James 1v2 says: “Consider it pure joy, my brothers and sisters, whenever you face trials of many kinds.” How can we actually have this perspective? Notice that James begins: “Consider”. He tells us not so much how to feel as how to think. He is not saying: Pretend this is fun. He is telling us: Remember what God is doing in this. God will use trials to make us rounder Christians – to grow us into the very people we were created and saved to be. So trials are the spiritual equivalent of growbags – faith grows by learning to persevere in hardship (see Romans 5:3-4). Difficulties are opportunities to cling on to the promises of God more tightly. So we are not to be joyful about suffering; but we are to be joyful in suffering, because we know what God can and does do for us through suffering.

Sam Allberry

Explore Bible notes, 1/10/2015

You can’t correct something unless you confront it.

God loves us just the way we are – even if you are not a Christian – but God loves us too much to allow us to stay the way we are. We are like a stone with a flawed diamond in it! God wants to free the diamond in us, so that we shine and radiate his glory. He wants to grind away the flaws and polish us to perfection.

God could have let Abraham stay in the comfort of Ur, Moses stay in the comfort of Pharaoh’s court, and Aaron stay in the safety of the crowd. He could have kept David away from Goliath; Shadrach, Meshach and Abednego out of the fiery furnace; Daniel out of the lion’s den; Elijah away from Jezebel; Nehemiah out of captivity; Jonah out of the whale; John the Baptist away from Herod; Esther from being threatened; Jeremiah from being rejected; and Paul from being shipwrecked. But he didn’t. In fact, God used each of these trials to bring people closer to himself, to produce perseverance, character and hope.
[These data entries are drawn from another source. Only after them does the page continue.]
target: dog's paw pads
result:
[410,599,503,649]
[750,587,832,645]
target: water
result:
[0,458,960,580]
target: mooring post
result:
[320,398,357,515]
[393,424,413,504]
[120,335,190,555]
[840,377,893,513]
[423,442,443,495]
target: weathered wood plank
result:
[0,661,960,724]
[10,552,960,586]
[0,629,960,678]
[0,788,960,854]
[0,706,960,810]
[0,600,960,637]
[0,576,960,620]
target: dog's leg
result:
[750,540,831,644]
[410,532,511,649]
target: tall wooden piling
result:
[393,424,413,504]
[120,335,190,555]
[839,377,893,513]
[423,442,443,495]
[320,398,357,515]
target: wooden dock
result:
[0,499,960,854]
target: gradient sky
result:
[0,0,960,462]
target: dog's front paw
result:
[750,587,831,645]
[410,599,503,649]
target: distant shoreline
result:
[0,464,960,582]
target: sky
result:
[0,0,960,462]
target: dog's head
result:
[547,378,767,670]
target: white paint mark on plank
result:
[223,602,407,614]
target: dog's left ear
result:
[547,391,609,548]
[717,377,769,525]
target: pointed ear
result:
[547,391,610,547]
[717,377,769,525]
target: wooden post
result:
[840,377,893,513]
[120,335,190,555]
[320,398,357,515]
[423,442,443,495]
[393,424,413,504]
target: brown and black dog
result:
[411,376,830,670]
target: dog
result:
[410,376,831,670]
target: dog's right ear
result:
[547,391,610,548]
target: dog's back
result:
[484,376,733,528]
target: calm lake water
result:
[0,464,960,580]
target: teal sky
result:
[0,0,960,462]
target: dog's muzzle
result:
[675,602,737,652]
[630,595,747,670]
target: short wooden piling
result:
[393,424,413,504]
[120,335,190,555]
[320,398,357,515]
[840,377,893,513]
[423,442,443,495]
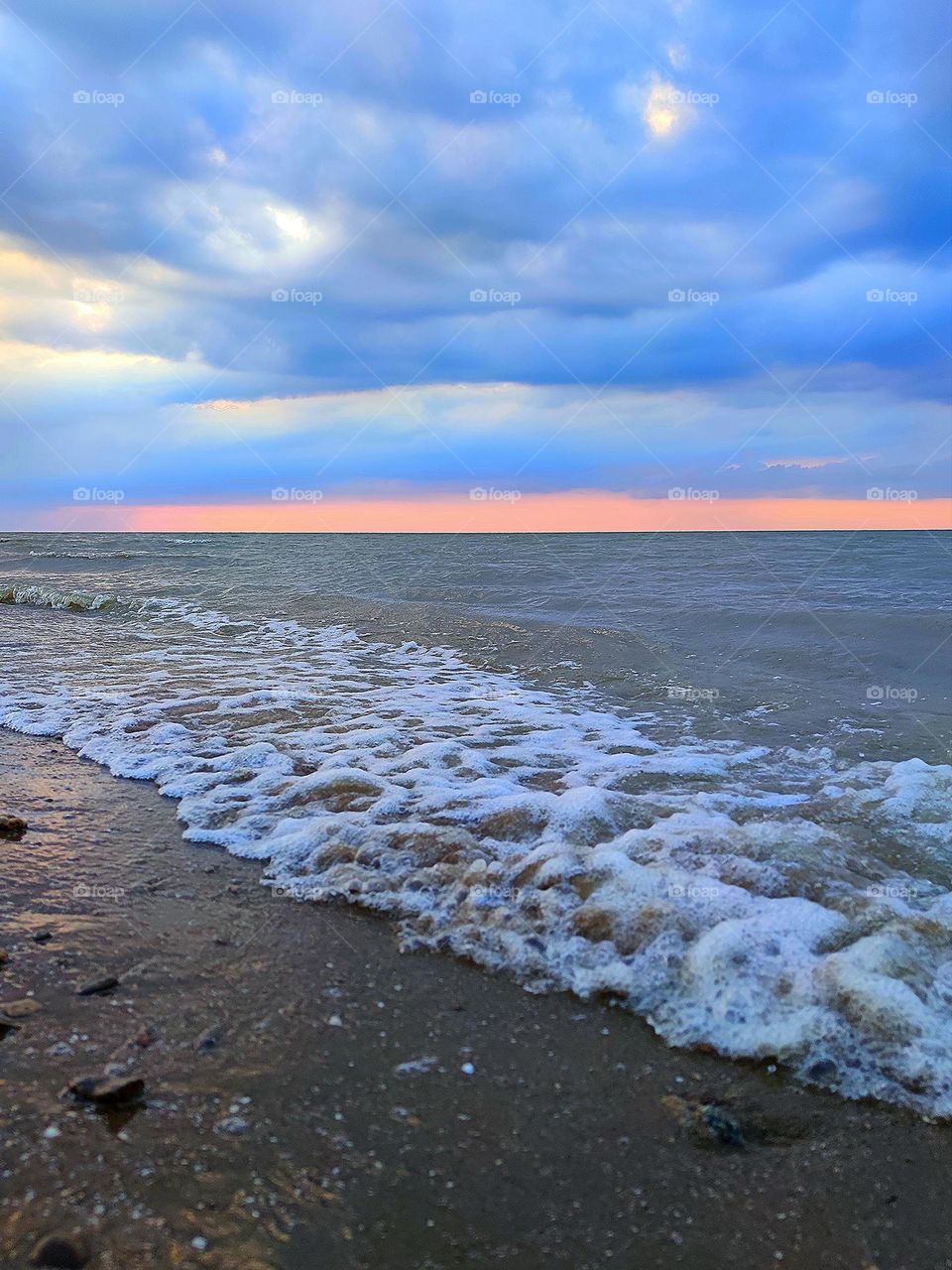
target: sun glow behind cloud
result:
[0,0,952,522]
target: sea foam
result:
[0,588,952,1115]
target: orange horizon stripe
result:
[22,490,952,534]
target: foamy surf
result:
[0,588,952,1115]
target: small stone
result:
[214,1115,251,1133]
[29,1234,89,1270]
[698,1102,744,1147]
[193,1028,221,1052]
[67,1076,146,1106]
[0,997,44,1019]
[806,1058,837,1084]
[76,974,119,997]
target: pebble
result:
[67,1076,146,1106]
[0,997,44,1019]
[29,1234,89,1270]
[193,1028,221,1051]
[214,1115,251,1133]
[76,974,119,997]
[0,816,27,842]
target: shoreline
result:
[0,730,952,1270]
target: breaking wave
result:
[0,585,119,612]
[0,588,952,1115]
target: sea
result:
[0,532,952,1116]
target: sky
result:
[0,0,952,532]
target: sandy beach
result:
[0,733,952,1270]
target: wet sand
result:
[0,733,952,1270]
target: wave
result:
[0,600,952,1116]
[29,552,153,560]
[0,585,119,612]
Source: John Ortberg, The Me I Want To Be, 2010, Grand Rapids, Michigan: Zondervan, p.236

… greatly rejoice, though now for a little while you may have had to suffer grief in all kinds of trials. These have come so that the proven genuineness of your faith—of greater worth than gold, which perishes even though refined by fire—may result in praise, glory and honor when Jesus Christ is revealed.